The following textbook is required:

Lambert, Fundamentals of Python: First Programs , 2nd Edition (Course Technology, 2018, ISBN-13: 978-1337560092).


The written work for the course will consist of

  • Programming projects (50% of the grade)
  • Three hourly exams (30% of the grade)
  • A comprehensive final exam (20% of the grade)
  • Programming projects (labs) are due in your Sakai dropbox at 11:59PM MondayPrograms turned in with syntax errors will receive no credit.

The grading scale will be 93-100 A; 90-92 A-; 87-89 B+; 83-86 B; 80-82 B-; 77-79 C+; 73-76 C; 70-72 C-; 67-69 D+; 63-66 D; 60-62 D-; below 60 F.

Attendance and Other Policies

  • It is very important that you attend lectures. There will be considerable information given in class that is not available elsewhere.
  • Attendance in lab is required.
  • Prompt arrival at labs and lectures is expected.
  • The use of laptops and mobile computing devices is permitted during class so long as they are being used for the course such as for taking notes and locating information related to the course. These devices are not to be used during class for texting, phone calls, reading email, social networking, completing assignments for other courses, or shopping.

Academic Integrity

Programming projects, homework exercises, and exams should be written individually. It is extremely simple to tell when someone has copied someone else’s program. Deliberate concealment of sources constitutes plagiarism and will result in a failing grade for the course and a report to the EC. You are better off turning in nothing than turning in someone else’s work.

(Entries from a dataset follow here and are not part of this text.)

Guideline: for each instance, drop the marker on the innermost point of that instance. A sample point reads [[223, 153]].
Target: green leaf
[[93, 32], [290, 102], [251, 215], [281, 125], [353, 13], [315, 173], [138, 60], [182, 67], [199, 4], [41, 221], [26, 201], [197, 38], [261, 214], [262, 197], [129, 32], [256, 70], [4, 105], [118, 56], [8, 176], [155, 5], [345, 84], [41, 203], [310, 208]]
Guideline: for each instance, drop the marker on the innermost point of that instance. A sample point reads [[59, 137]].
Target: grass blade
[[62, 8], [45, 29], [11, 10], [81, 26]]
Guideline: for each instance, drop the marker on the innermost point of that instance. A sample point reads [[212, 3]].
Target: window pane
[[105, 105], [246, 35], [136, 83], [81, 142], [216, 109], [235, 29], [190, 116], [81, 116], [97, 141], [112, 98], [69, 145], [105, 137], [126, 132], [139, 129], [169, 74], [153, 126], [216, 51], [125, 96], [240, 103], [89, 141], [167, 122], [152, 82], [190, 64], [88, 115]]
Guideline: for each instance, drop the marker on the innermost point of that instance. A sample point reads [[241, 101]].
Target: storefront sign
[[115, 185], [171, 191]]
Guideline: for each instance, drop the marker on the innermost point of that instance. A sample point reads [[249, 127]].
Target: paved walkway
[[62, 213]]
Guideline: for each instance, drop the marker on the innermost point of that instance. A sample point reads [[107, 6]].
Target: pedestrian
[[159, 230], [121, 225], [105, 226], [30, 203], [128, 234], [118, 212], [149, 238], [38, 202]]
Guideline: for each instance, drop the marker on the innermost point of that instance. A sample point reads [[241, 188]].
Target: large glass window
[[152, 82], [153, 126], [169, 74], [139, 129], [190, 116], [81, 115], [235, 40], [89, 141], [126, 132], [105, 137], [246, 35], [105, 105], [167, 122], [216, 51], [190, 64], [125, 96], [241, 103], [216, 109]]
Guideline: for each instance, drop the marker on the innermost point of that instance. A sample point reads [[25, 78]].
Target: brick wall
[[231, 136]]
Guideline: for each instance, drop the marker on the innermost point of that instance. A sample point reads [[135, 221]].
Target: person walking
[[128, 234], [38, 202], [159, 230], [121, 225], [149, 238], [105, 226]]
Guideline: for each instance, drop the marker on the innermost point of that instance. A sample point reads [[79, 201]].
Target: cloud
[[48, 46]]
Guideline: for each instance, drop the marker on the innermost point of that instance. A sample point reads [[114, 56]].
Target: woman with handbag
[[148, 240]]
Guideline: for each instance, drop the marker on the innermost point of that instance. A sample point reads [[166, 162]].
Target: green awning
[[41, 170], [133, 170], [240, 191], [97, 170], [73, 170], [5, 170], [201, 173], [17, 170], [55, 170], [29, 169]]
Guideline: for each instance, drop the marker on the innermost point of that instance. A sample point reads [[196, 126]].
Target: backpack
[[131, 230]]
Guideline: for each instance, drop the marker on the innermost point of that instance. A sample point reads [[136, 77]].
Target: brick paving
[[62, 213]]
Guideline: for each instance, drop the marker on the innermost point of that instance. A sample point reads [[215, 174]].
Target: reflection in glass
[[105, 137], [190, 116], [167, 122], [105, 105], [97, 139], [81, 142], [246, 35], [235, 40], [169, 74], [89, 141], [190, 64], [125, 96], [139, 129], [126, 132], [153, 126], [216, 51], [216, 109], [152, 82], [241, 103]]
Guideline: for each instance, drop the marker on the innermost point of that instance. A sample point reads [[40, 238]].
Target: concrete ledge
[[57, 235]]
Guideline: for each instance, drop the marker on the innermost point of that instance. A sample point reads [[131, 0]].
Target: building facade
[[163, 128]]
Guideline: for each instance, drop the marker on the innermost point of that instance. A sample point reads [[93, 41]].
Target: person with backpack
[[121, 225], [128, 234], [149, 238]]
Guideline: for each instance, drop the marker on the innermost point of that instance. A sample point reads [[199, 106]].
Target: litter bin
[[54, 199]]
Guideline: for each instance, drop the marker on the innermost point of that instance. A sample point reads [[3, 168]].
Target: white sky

Washington and Lee University makes reasonable academic accommodations for qualified students with disabilities. All undergraduate accommodations must be approved through the Office of the Dean of the College. Students requesting accommodations for this course should present an official accommodation letter within the first two weeks of the (fall or winter) term and schedule a meeting outside of class time to discuss accommodations. It is the student’s responsibility to present this paperwork in a timely fashion and to follow up about accommodation arrangements. Accommodations for test-taking should be arranged with the professor at least a week before the date of the test or exam.

Final Exam

The final exam for this course will be given during the final exam week. You can take this exam during any of the regularly scheduled exam periods that week. You must supply an exam envelope to the instructor or the department administrative assistant no later than noon on the last day of class. You must specify a provisional day and time on the envelope, which you are free to change on the clipboard provided outside the door of Parmly 407 any time that week. Email or phone requests to reschedule will not be accepted.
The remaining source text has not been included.